Basic Software i18n Check List

Part of something my team is currently working on involves defining a standard approach to assessing the world-readiness of a piece of software, be it a brand new product or a legacy product that has existed for a long time.

If your codebase is not correctly internationalized, you will face many problems if you ever want to localize your application for another market.

Most of these are general items that could apply to any product on any platform, be a it a website or a mobile application.

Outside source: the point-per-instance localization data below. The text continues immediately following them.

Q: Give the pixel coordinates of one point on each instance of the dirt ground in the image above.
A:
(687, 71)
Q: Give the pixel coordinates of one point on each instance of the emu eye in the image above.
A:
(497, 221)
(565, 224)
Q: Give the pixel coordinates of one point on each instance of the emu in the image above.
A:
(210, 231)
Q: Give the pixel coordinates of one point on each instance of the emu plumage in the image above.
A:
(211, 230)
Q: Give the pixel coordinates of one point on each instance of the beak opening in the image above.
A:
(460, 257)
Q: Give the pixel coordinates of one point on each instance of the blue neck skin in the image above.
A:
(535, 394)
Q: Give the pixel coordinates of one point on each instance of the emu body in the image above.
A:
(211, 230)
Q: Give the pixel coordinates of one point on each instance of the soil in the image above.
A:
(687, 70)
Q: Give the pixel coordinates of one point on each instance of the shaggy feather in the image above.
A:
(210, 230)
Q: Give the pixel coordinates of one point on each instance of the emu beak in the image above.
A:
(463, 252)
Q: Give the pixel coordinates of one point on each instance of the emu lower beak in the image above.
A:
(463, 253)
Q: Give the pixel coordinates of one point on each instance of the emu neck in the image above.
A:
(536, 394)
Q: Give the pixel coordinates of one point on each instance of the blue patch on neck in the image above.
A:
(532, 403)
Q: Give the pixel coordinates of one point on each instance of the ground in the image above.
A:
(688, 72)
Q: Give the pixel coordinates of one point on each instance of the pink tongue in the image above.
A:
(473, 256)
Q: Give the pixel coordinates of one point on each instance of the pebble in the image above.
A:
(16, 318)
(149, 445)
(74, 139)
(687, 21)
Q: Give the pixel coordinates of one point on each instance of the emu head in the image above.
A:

Here’s my first draft of my list. This may help you if you are planning of localizing your application to sell in other markets.

Strings

  • Have all strings been externalized?
  • Have all strings been approved by someone who is a native English speaker?
  • Is there overuse of any abbreviations or acronyms, e.g. ‘App Info’?
  • Is there anywhere that you are concatenating strings together?
  • Punctuation is text too! Are you using any hard-coded punctuation marks (.,!?) these need to be externalized?
  • Have you identified all trademarks, tokens and other ‘special’ elements in your text and communicated to localisation that these shouldn’t be translated?
  • For mobile applications, is your text short enough to fit the potential small screen size of mobile devices? Consider string length expands generally 20% – 30% after translation. Some phrases expand by a lot more than 30%. Abbreviations and acronyms are the worst offenders here.
  • Try to keep resources that shouldn’t be translated separate from those that should.
  • Don’t embed HTML mark up in string resources.

Source Files

  • Source files are a standard file format – no need to invent new resource file formats. A standard resource file format will exist for the platform for which you are developing.
  • Source files are UNICODE.
  • You need to be able to generate your localizable file set in one step, it’s ideally handled by the build process.

General UI

  • Can input fields accept accented characters?
  • Can input fields accept double byte characters?
  • Is there room for buttons to expand if necessary?
  • Are there any UI elements like check boxes or radio buttons that are placed across the screen? It is better to place these vertically.
  • Try to put labels for controls above the control, rather than beside it.

Web Applications

  • Is server set up to send UTF-8 character set?
  • Are all buttons resizable?
  • Are there any mouse-over buttons with text in them?
  • Are other elements on the screen able to expand in size?
  • Are links to help and other user documentation appropriately localized?
  • For HTML based UI, never use absolute positioning.
  • NEVER use HTML tables to achieve layout.
  • Try to avoid using fixed widths with HTML layouts.
  • Don’t use the ‘align’ property to align items left or right.
  • Externalize CSS to a separate file – never use inline CSS.

Images

  • Is there text in any image?
  • Are there any images that depict hand, body or facial gestures? e.g, the thumbs up gesture is offensive in some cultures.
  • Are there any icons or images that are very specific to one region? e.g. an American type mailbox indicating an email.

SQL

  • Use the nvarchar type to store all text.
  • Can all insert and update statements handle unexpected apostrophes? (O’Sullivan, d’accord for example)?
  • Can all insert and update statements handle accented and double byte characters?
  • For MySql, ensure it was installed with UTF-8 as the default character set.

Numbers & Dates

  • Do any parts of your application format numbers using a thousand separator or a decimal point? If so the formatting string must be read from the OS.
  • Do any parts of your application format currencies? If so the formatting string must be read from the OS.
  • Does changing the application locale change all numbers appropriately?
  • Are all time and date formats read from the OS based on locale?
  • Does changing the application locale change all dates appropriately?

Regular Expressions

  • Do any regular expressions use the construct [a-zA-Z]? These are not safe from an i18n point of view.
  • Never use a regular expression to find a price, as the currency will be different for different languages.

Collation/Sorting

  • Do any parts of your application sort alphabetically? If so then they need to be tested for i18n awareness.